Kıbrıs Barış harekâtı 1974'te gerçekleştirilmiş, Türk ordusu büyük bir amfibi ve indirme harekâtı gerçekleştirerek Kıbrıs'taki Türklerin yaşamlarını, onurlarını ve mallarını güven altına almıştı. O dönem, silahlı kuvvetlerin bu çapta bir deniz aşırı operasyon düzenlemeleri çok fazla soru işareti ile karşılanıyordu. 1967 olaylarından itibaren, silahlı kuvvetlerin yeniden yapılanması gerçekleştirilmiş, paraşütçü birlikleri oluşturulmuş, helikopter alımları yapılmış, çıkarma kayıkları inşa edilmiş, zamanla silahlı kuvvetler Kıbrıs'a çıkacak hale getirilmişti. Gene de harekâtın faturası ağır oldu, ilk aşamada adada nispeten dar bir köprübaşı tutulabildi. Yunanistan'daki askeri cunta, Türkiye'ye saldırmayı göze alamayınca kendini feshetti ve sürgünden gelen eski politikacılar, başta Konstantin Karamanlis olmak üzere, Yunanistan'da yeni bir hükümet kurdular, bu hükümet temsilcileri görüşme masasına oturdular. İlk tur Cenevre görüşmeleri çıkmaza girdiğinde, Kıbrıs'tan da toplu katliam haberleri gelmeye başlayınca, silahlı kuvvetler adanın yüzde kırkına varan bölümünü ele geçirecek ikinci harekâtı gerçekleştirdi. Beş yüz Türk askeri ile sayısı tam bilinemeyen Kıbrıs Türkü şehit edildi. Türkiye, bu girişimiyle uluslararası düzlemde çok ağır bedeller ödedi, ödemeyi de sürdürüyor.

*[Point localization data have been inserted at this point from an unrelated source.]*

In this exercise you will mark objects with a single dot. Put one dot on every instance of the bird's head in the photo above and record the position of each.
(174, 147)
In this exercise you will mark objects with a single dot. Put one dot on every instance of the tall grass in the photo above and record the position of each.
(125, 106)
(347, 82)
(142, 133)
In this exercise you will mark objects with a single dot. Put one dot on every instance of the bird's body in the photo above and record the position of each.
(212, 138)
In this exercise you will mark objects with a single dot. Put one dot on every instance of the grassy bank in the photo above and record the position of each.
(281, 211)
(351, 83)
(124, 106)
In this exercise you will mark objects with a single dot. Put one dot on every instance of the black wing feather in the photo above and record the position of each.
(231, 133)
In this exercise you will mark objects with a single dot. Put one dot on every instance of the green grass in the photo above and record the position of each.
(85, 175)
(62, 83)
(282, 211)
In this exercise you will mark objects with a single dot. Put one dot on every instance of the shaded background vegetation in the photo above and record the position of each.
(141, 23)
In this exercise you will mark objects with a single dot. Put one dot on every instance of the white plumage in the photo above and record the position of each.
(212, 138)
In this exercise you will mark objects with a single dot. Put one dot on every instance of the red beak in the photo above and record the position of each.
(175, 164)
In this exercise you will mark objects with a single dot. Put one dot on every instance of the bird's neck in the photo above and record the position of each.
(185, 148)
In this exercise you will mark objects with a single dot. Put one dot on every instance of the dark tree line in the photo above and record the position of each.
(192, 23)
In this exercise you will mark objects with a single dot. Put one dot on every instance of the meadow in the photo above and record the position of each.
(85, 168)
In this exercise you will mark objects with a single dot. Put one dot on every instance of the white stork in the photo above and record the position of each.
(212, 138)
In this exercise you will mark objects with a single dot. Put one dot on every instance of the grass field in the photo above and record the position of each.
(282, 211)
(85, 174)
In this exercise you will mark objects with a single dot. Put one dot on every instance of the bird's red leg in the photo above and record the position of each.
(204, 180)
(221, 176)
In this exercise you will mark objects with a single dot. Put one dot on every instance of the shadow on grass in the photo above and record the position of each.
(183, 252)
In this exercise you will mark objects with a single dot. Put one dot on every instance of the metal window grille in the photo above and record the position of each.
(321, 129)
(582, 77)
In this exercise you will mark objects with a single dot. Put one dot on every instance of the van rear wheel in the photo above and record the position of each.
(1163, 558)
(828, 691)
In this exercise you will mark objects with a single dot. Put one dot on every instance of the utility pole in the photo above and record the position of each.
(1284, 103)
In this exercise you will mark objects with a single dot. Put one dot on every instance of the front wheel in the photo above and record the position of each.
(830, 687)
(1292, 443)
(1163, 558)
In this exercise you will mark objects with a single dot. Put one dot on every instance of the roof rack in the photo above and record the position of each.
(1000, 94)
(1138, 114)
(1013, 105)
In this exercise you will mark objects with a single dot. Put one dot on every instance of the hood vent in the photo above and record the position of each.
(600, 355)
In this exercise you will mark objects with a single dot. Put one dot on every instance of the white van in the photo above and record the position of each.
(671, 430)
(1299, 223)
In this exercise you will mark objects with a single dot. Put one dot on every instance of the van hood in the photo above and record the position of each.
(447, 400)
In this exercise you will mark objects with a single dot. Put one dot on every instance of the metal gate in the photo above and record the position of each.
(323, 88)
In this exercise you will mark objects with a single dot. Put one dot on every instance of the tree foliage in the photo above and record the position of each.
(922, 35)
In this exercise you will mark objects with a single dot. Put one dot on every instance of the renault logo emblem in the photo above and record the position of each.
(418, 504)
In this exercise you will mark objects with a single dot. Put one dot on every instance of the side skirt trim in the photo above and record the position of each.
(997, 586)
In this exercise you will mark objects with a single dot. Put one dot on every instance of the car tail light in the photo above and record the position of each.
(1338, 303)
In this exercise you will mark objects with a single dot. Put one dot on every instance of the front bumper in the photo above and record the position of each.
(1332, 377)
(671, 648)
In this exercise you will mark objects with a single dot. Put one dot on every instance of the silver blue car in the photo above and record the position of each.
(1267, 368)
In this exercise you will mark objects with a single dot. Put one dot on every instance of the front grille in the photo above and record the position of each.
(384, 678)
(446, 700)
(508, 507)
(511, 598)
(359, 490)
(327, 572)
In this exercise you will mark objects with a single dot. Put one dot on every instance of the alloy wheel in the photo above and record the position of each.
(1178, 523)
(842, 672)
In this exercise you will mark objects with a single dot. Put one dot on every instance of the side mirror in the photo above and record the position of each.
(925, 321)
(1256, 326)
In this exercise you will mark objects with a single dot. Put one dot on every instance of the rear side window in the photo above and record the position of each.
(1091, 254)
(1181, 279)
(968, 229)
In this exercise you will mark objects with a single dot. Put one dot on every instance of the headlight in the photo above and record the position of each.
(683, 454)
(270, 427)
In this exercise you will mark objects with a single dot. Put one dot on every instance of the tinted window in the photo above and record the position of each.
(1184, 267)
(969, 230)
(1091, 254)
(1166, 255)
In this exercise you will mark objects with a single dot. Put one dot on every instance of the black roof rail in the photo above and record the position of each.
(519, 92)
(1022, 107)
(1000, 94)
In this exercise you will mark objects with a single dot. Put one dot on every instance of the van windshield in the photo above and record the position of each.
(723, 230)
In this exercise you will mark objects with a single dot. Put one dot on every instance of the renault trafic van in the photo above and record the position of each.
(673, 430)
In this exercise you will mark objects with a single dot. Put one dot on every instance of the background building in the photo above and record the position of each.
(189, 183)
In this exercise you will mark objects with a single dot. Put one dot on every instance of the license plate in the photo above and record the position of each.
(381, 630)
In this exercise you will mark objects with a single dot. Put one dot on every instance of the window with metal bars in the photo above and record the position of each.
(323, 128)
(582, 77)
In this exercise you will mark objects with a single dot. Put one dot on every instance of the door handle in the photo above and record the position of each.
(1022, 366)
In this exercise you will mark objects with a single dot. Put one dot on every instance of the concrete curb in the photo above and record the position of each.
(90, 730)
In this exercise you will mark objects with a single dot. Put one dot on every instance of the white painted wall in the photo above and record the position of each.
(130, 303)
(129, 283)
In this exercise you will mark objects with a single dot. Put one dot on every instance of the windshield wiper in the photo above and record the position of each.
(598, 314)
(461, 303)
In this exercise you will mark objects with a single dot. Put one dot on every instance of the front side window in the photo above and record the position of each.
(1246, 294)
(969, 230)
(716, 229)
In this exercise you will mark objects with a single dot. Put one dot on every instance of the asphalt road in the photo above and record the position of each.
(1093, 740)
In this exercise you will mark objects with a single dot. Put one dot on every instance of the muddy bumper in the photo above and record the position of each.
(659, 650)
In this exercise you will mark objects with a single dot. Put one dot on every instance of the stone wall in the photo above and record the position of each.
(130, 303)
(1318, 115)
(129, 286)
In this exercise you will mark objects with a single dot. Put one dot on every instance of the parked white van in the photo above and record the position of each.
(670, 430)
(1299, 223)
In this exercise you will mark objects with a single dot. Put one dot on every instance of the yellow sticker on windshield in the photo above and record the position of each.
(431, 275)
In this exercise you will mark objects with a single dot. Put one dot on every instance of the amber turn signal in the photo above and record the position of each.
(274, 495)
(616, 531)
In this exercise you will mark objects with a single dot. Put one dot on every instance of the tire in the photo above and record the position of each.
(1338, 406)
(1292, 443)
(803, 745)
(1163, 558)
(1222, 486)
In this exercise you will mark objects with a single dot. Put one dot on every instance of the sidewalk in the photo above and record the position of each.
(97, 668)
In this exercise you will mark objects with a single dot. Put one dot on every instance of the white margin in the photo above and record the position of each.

Önce Kıbrıs Türk Federe Devleti, daha sonra Kuzey Kıbrıs Türk Cumhuriyeti kurularak Türkiye'nin Kıbrıs Türkü'ne verdiği destek kurumsallaştırıldı. Rauf Denktaş, 1974'ten 2005'e dek, otuz yılı aşkın süre boyunca Türkiye'nin ve KKTC'nin Kıbrıs siyasetini belirleyen kişi oldu. Hem dosyaları çok iyi bilmesi, hem de KKTC'de büyük destek bulması, Denktaş'ı Kıbrıs politikasının mimarı haline getirdi. "Yavru vatan" sözcüğü de, Kıbrıslı Türklerin sıklıkla kullandığı, Rauf Denktaş'ın benimsediği ve siyasi üsluba mal ettiği bir terim olarak bilindi. Türkiye Cumhuriyeti, hangi iktidar gelirse gelsin, ekonomik durum ne denli kötü olursa olsun, KKTC'ye verdiği desteği çekmedi, çekemez de. Bir devletin onuru, bu mülahazaların üstündedir. Bu onuru KKTC ile paylaşıyorsanız, bu çok daha önemli bir varlık haline gelir.
Türkiye'de AK Parti iktidarı, eğer birkaç ay daha erken iş başına gelmiş olsaydı, çok muhtemelen toplumlararası müzakerelerde "çözüm istemeyen taraf" görüntüsünün Türk tarafına mal edilmesi gerçekleşmez, Güney Kıbrıs Rum Yönetimi de AB üyelik sandalyesine oturamazdı. Ancak bu hataların hepsi yapıldı. Şimdi KKTC Cumhurbaşkanlığına seçilen Akıncı, önemli bir tarihi gelişmenin arifesinde bulunuyor. Bu heyecan verici durum, daha önce Talat-Hristofyas döneminde de yaşanmış, büyük hayal kırıklığı ile neticelenmişti. Bu dönem de, Türkiye ve Cumhurbaşkanı Erdoğan, Akıncı'nın şahsında KKTC'ye on yıllardır süre giden desteği sürdürecek; ancak siyasette üslup son derece önemli bir husus. Henüz mazbatasını almamış bir Cumhurbaşkanı'nın, eski alışkanlıklarına yenik düşüp, retorik oyunlara girmemesinde, ilk demecinde "eşitlik" vurgulaması yapmamasında, Türkiye ile olan yaşamsal bağını zedelememesinde de yarar var. Türkiye, KKTC'ye desteğini kendisi açısından son derece "eşitsiz" biçimde, bütün bedelleri ödeyerek sürdürüyor, sürdürecek, hatırlamakta fayda olabilir.